Data for the seed treatment and foliar insecticide were analyzed in separate one-way analyses of variance (ANOVAs) by location and evaluation date to compare the average number of aphid-days per sample, the average plant stand counts, plant growth stages, injury ratings, maturity ratings, and sorghum yields among treatments. Analyses were conducted using PROC GLIMMIX (SAS 9.4, SAS Institute 2013) with treatment as a main effect and block, residuals, and plant (only for aphid-days analyses) as random effects; block was included as a random effect because block was not a significant main effect in preliminary analyses. Mean comparisons were conducted using a simulated post hoc test with LS means at a P ≤ 0.05 level.

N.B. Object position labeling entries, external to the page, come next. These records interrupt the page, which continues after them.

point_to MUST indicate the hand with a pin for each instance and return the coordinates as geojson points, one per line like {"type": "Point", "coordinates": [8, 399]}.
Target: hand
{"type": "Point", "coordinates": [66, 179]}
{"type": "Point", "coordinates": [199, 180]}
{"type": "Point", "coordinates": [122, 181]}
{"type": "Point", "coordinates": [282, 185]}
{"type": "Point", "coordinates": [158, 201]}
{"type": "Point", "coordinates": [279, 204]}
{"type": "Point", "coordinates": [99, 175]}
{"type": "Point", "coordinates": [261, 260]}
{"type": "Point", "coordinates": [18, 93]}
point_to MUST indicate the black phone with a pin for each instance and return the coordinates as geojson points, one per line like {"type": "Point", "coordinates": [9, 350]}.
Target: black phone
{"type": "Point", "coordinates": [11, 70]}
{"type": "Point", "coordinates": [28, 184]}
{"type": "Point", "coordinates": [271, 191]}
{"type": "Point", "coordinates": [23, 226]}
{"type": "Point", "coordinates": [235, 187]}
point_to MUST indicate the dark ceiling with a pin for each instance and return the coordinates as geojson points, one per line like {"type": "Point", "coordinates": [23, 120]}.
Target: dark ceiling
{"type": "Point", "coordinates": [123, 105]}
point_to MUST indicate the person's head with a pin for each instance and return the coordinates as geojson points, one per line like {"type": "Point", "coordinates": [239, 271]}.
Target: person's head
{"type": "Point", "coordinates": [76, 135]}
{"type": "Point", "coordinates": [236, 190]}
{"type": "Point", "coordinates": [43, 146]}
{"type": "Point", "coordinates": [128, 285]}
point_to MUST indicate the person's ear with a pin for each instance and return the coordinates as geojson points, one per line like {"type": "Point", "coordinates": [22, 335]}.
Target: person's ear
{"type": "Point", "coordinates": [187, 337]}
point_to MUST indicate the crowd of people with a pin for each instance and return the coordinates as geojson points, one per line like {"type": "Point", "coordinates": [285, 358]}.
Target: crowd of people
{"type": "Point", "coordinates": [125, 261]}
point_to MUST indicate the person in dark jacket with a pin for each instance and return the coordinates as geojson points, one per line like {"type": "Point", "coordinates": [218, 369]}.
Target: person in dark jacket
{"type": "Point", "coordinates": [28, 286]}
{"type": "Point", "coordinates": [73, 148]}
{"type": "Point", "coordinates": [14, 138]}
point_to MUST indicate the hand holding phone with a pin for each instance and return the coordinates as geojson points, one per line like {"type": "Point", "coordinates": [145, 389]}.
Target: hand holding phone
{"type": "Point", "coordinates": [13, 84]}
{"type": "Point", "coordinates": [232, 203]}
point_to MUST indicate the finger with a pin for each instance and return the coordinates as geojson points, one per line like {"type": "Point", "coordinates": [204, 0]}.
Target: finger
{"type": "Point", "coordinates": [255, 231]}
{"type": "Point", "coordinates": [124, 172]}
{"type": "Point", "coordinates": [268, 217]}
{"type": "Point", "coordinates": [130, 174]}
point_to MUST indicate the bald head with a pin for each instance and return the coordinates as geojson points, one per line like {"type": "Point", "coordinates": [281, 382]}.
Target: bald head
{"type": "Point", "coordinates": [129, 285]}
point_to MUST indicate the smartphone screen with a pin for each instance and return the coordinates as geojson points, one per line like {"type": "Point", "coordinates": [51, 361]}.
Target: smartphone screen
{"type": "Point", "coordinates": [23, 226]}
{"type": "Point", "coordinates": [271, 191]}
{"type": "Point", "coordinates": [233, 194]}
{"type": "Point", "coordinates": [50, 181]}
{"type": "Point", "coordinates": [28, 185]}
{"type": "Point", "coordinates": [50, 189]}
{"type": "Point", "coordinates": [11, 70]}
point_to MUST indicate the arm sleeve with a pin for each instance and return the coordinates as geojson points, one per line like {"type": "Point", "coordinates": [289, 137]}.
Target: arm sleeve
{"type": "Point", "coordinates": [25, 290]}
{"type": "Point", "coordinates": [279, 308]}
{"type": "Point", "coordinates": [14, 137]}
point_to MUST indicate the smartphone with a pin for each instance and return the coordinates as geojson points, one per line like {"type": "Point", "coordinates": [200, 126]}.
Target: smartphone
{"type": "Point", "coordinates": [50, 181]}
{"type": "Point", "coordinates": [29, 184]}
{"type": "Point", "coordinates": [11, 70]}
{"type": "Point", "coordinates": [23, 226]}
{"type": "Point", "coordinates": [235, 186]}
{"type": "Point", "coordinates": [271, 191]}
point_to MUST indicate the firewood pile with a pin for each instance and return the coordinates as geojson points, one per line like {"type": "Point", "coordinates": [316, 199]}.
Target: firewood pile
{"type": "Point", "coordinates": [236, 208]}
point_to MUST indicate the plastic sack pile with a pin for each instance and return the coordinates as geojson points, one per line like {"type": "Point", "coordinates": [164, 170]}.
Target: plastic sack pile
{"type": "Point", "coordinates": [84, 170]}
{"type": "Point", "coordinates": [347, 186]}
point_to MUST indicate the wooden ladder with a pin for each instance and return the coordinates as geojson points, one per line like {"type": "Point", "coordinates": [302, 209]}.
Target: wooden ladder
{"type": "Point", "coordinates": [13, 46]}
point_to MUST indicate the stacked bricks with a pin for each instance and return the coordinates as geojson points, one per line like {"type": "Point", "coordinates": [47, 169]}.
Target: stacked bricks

Natural enemy species richness per plot was compared among treatments in separate analyses by experiment and location by using PROC GLIMMIX as previously described, but with treatment, date, and treatment × date interaction as main effects. We then used a nonparametric multivariate ANOVA (permutational multivariate ANOVA [PERMANOVA]) with the vegan package (Oksanen et al. 2022) in R 4.2.2 (R Core Team 2022) to compare the natural enemy community assemblages (from the relative abundance data per plot) among (a) the different sites for each experiment and (b) insecticide treatments over time at each site. For each analysis, we first created a dissimilarity matrix based on the relative abundance data for all species by using the vegdist function with a Bray–Curtis distribution. Each resulting matrix was square root transformed and input to the adonis2 function for PERMANOVA. To account for temporal differences in the natural enemy communities present in each experiment, we only included data from weeks when both sites were evaluated; the foliar insecticide analysis only included data from treatments evaluated at both sites during the weeks of 26 July and 2 August (i.e., control, flupyradifurone, sulfoxaflor, and thiamethoxam) and the seed treatment analysis included data from all treatments during the weeks of 19 and 26 July. To compare natural enemy communities among sites for each location, we designated site as the main effect and used the Bray–Curtis distribution model with 1,000 permutations. To compare natural enemy communities among insecticide treatments over time at each location, we designated treatment, date, and treatment × date interaction as main effects, and we used the Bray–Curtis distribution model with 1,000 permutations. Average aphid-days per plot was not included in the model because it did not significantly alter the output for any of the analyses. Multiple comparisons tests were conducted using the pairwise Adonis package (Martinez Arbizu 2020) in R (R Core Team 2022) with 1,000 permutations. For each site, we also conducted separate robust regression analyses (Chen 2002) with PROC ROBUSTREG (SAS Institute 2013) to assess the relationships between average number of aphids and natural enemy species per plot from all sampling periods.

Results

Foliar insecticide efficacy

Performance of foliar insecticide sprays for reducing populations of M. sorghi were consistent among locations despite differences in the severity of initial infestations (Tables 1, 2). Aphids were first detected 8 and 9 July (21 and 24 d after planting) in Brewton and Headland, respectively. Populations were above threshold at this time in Headland, and foliar sprays were applied the next day. At Brewton, populations were above threshold the following week on 14 July, and insecticide applications were made for all treatments on 16 July. The number of aphid-days per two-leaf sample significantly varied among treatments on all evaluation dates at both locations (Tables 1, 2).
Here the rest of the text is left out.